I rough cut an 18″ wide 4/4 sapele board, in order for the pieces to acclimate for a couple of weeks. I measured the initial moisture and wrote it on a small piece of tape on each piece, stickered them and placed a fan nearby to move some air. In 3 days there has been no movement in moisture, according to the Wagner pinless meter.
My issue is that my Wagner meter shows 12%, while the PSI pin meter shows less than 6%. Assuming that the pinless Wagner measuring 12% is measuring near-surface moisture, why is it not moving? The RH in the shop is 42%, so surface moisture should be moving a little.
The question is which is correct, if either? Any thoughts? Wish I could dry a sample in the oven, but that ain’t gonna happen!
Replies
Where are you? Lumber never reaches 6 percent in my neck of the woods.
Try weighing a board and check to see if it loses weight after a few days or a week. That will also tell you which moisture meter works. Let us know.
If a meter is saying 12% and the other 6%, one of them or both are wrong. The pinless meter does measure deep, I recall the instructions saying 1 1/4 inches deep and it requires a conversion table according to the density of the wood being measured. I dont think 3 days in the shop will change the moisture content of wood beyond the accuracy range of the meter .
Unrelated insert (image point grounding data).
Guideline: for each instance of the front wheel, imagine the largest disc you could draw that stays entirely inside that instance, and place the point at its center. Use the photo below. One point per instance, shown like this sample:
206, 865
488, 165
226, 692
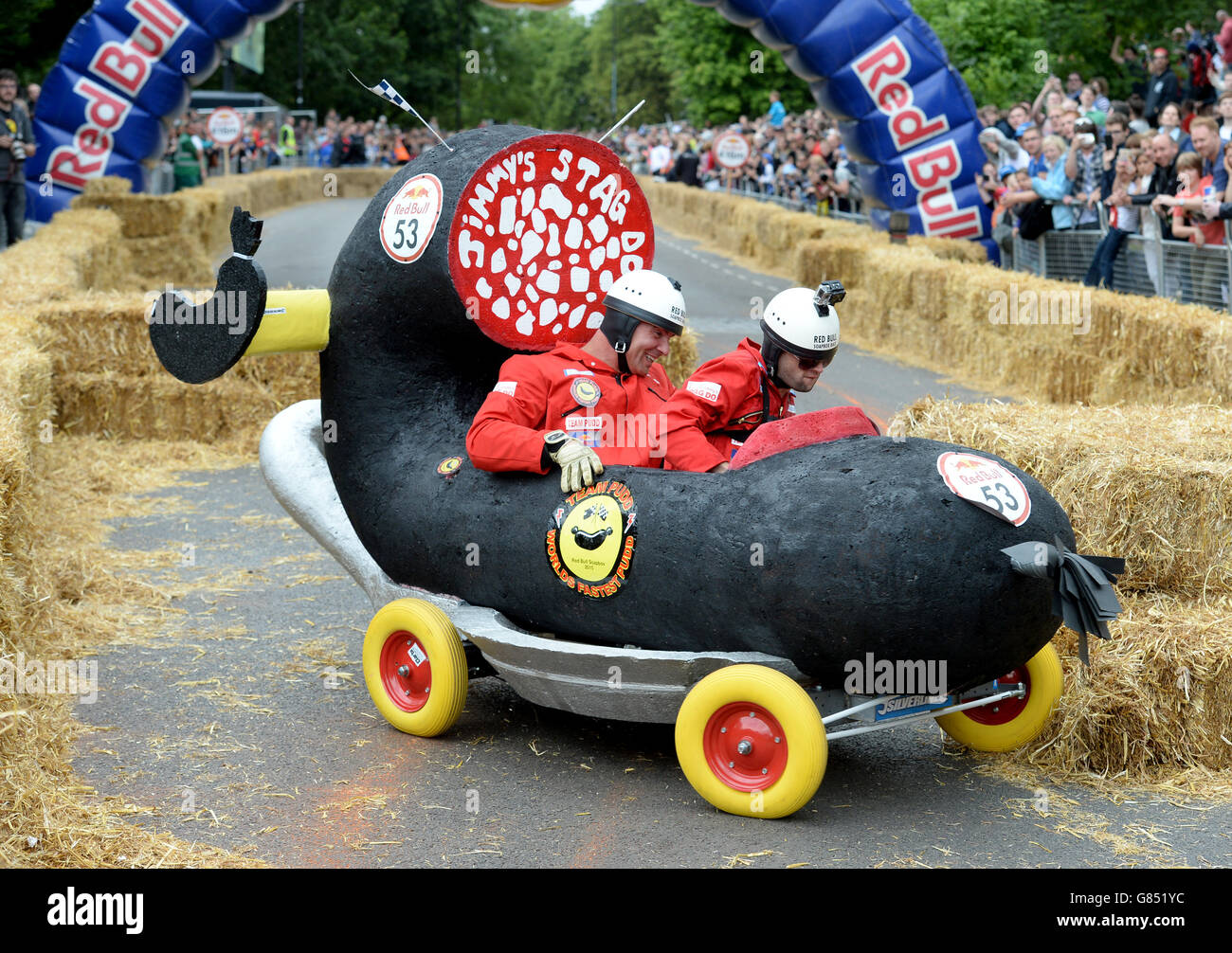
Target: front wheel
415, 668
1013, 722
751, 742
I have a pinless Wagner meter that allows the user to enter a conversion factor based on the lumber specie. When you use the meter is there anything under the board you are testing. When I test a board that is less than about 1 and 1/2 inches thick and that board is resting on another object the meter reading is effected by the object underneath.
The percentage moisture is the weight of water as a proportion of the total weight of the wood. It is very different from relative humidity which is the amount of moisture the air contains compared with its maximum possible loading. 42% is quite dry so if it is warm, you would indeed be expecting the wood to dry out some, if it is going to do so. Have you tried the pin meter on the freshly cut ends?
I don't use a meter (skinflint) but have the advantage of my favourite wood yard being open to the same environment as my shop - it's 2Km away and identical climate as a result, and both are open to the air. Nevertheless, I do try to buy wood 3 months in advance of a project and just leave it in my shop until ready to use. If your wood has been in your shop for a few weeks then I'd call it good.
OK - both meters were wrong.
I cut a small piece of the sapele and measured it carefully with both meters. The PSI pin meter showed less than 6%, measured both on the face of the board and the freshly cut end grain. The pinless Wagner meter showed 12%, corrected for specie.
The piece I used for the test was a 1" strip across the board. I used the short dimension in order for the moisture to escape faster through the end grain.
I first weighed it to the nearest 0.001g. Then it went into the microwave for periods of 1 minute for the first 6 heatings, weighing after each heating cycle. The it "rested" for 30 minutes. Then changed to 2 minutes in the oven.
After 8 heatings, the weight seemed to have stabilized. I let it sit overnight to equilbrate. Then reweighed and repeated the heating for 4 more cycles. It gained a little weight overnight in the shop at 42% RH.
Once I got 3 consecutive weighings with no measureable change I declared it to be dry (end of experiment as the microwave died). At this point, the scale actually registered it gaining moisture from the air.
Bottom line 8.9% moisture. So both meters were wrong. Now, what can I trust?